Esta es una de esas historias que te recuerdan por qué el derecho internacional existe. Y por qué, a veces, se queda corto.
Familiares de dos ciudadanos de Trinidad y Tobago muertos en uno de los más de treinta ataques a embarcaciones ordenados por el gobierno del entonces presidente Donald Trump el otoño pasado presentaron una demanda este martes. Alegan que fue un crimen de guerra y parte de una campaña militar “abiertamente ilegal”.
“Estas muertes premeditadas e intencionales carecen de cualquier justificación legal plausible. Por lo tanto, fueron simples asesinatos”, dice la demanda.

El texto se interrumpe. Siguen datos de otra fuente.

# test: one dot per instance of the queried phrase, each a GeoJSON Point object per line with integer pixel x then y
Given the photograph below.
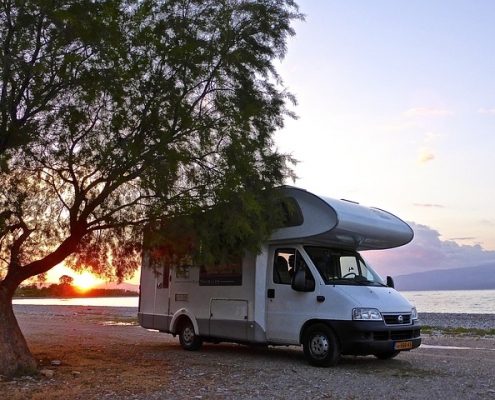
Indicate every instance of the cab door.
{"type": "Point", "coordinates": [162, 298]}
{"type": "Point", "coordinates": [287, 309]}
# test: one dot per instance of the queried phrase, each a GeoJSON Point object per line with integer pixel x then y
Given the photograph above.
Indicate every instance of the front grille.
{"type": "Point", "coordinates": [397, 319]}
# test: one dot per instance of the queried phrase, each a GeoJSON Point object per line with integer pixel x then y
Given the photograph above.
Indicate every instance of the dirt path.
{"type": "Point", "coordinates": [104, 356]}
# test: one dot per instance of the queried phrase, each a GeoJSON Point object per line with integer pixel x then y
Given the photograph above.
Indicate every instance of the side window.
{"type": "Point", "coordinates": [228, 274]}
{"type": "Point", "coordinates": [285, 262]}
{"type": "Point", "coordinates": [282, 268]}
{"type": "Point", "coordinates": [166, 276]}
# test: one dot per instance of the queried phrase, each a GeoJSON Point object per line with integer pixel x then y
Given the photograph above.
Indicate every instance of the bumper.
{"type": "Point", "coordinates": [373, 337]}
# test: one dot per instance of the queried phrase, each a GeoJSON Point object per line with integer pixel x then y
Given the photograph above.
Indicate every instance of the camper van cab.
{"type": "Point", "coordinates": [309, 286]}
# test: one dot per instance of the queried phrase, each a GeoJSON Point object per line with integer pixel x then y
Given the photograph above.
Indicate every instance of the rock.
{"type": "Point", "coordinates": [48, 373]}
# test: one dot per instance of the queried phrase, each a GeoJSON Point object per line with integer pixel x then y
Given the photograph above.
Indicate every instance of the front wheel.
{"type": "Point", "coordinates": [188, 338]}
{"type": "Point", "coordinates": [321, 347]}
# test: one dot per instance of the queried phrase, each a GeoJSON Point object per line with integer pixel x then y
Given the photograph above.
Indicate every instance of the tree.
{"type": "Point", "coordinates": [118, 113]}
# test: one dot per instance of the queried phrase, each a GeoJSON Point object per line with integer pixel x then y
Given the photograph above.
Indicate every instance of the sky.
{"type": "Point", "coordinates": [396, 109]}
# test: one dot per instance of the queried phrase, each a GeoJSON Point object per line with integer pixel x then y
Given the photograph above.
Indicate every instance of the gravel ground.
{"type": "Point", "coordinates": [114, 360]}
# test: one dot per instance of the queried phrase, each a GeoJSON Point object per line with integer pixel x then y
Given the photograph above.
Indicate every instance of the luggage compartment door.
{"type": "Point", "coordinates": [229, 319]}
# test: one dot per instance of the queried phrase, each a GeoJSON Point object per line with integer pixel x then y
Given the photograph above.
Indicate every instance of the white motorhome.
{"type": "Point", "coordinates": [309, 286]}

Es el primer caso que busca responsabilizar a Washington por una muerte resultante de estos operativos. Pone a prueba la justificación legal de Trump, quien decía que los ataques eran necesarios para frenar el flujo de drogas. Muchos expertos ven esto como una violación flagrante de las leyes de guerra.
La Casa Blanca, a través de su subsecretaria de prensa Anna Kelly, defendió el ataque diciendo que fue contra “narcoterroristas designados que traían veneno mortal a nuestras costas”.
Pero la demanda pinta un cuadro muy distinto. Chad Joseph y Rishi Samaroo no eran narcotraficantes. Eran pescadores. Estaban volviendo a casa a Las Cuevas, su comunidad en Trinidad, en una lancha cuando fueron alcanzados por misiles.
“Estos asesinatos fueron injustos porque ocurrieron fuera de un conflicto armado”, argumenta la denuncia.
Jen Nessel, del Centro para los Derechos Constitucionales, confirmó que esta es la primera vez que se impugna en los tribunales la legalidad misma de estos ataques. Su organización también pidió información sobre la justificación legal bajo la Ley de Libertad de Información.
Jeffrey Stein, abogado de la ACLU, fue claro con los periodistas: buscan compensación y algo más importante.
“Estamos buscando una compensación que pueda contribuir de alguna manera a lograr justicia por estos atroces abusos”, dijo Stein. La demanda también busca “prevenir ataques futuros” y que un tribunal rechace las afirmaciones “francamente absurdas” sobre la autoridad para realizar estos operativos.
Se presentó en un tribunal federal en Massachusetts bajo leyes que permiten casos por negligencia y violaciones de derechos humanos contra extranjeros.
El saldo humano es grave. El ejército estadounidense confirmó el lunes que al menos 126 personas han muerto por estos ataques desde septiembre. 116 fallecieron al momento en al menos 36 incidentes. Otras 10 se dan por desaparecidas y presuntamente muertas en alta mar.